Ancora prima del ritorno dei reduci di guerra, sotto il profilo occupazionale il quadro sociale della transizione italiana e milanese si presenta alquanto problematico, a cui si aggiungono le sofferenze delle campagne e della produzione agricola. Ma è soprattutto dal punto di vista politico che il lascito della guerra si manifesta in tutta la sua drammaticità. E Milano, da palcoscenico della vita politica nazionale sin dal 1914, si offre ancora una volta come il centro nevralgico dei nodi mai risolti della partecipazione italiana alla guerra.
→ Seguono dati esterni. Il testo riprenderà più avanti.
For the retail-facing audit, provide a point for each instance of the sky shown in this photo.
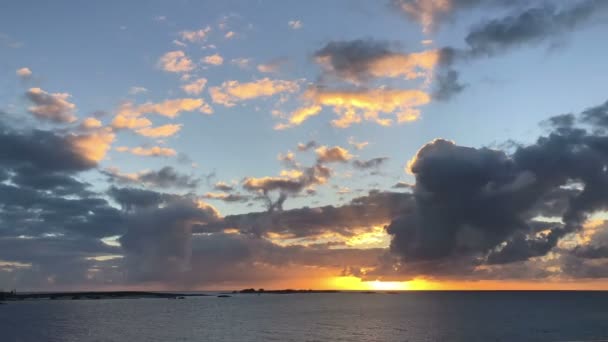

È qui infatti che si ripropone lo scontro tra interventisti e neutralisti. La conclusione del conflitto non ha sanato le fratture del “maggio radioso” tanto che la piazza milanese deve registrare episodi di violenza talvolta più gravi di quelli di tre anni prima. Anche all’interno del variegato fronte favorevole al conflitto le latenti contrapposizioni politiche (a stento sopite negli anni della guerra) esplodono. Tra la guerra “democratica” e mazziniana di Leonida Bissolati e quella immaginata – di vera e propria rigenerazione patriottica – dai nazionalisti e dai gruppi di varia provenienza politica (sindacalisti rivoluzionari, ex-socialisti, anarco-interventisti) che vanno aggregandosi attorno alla figura di Benito Mussolini, non c’è possibilità di dialogo o sintesi politica.

Con la trionfale visita in Italia e a Milano del presidente Woodrow Wilson, che con i suoi “quattordici punti” tante speranze aveva e avrebbe ancora suscitato in Europa, si chiude l’illusione italiana di un ritorno alla pace politica e sociale. Solo pochi giorni più tardi, la brutale interruzione del discorso di Bissolati alla Scala ad opera dei nazionalisti e dei gruppi vicini a Mussolini inaugura una stagione nuova e drammatica per l’Italia e per l’Europa. E per Milano. Nella città amministrata dalla Giunta socialista di Emilio Caldara (confermata nel 1920 alle elezioni amministrative, ricevendo anche il plauso degli ambienti moderati per il contegno avuto durante il conflitto), si apre il lungo e drammatico capitolo del fascismo, fondato in piazza San Sepolcro solo poche settimane dopo i fatti della Scala, il 23 marzo 1919.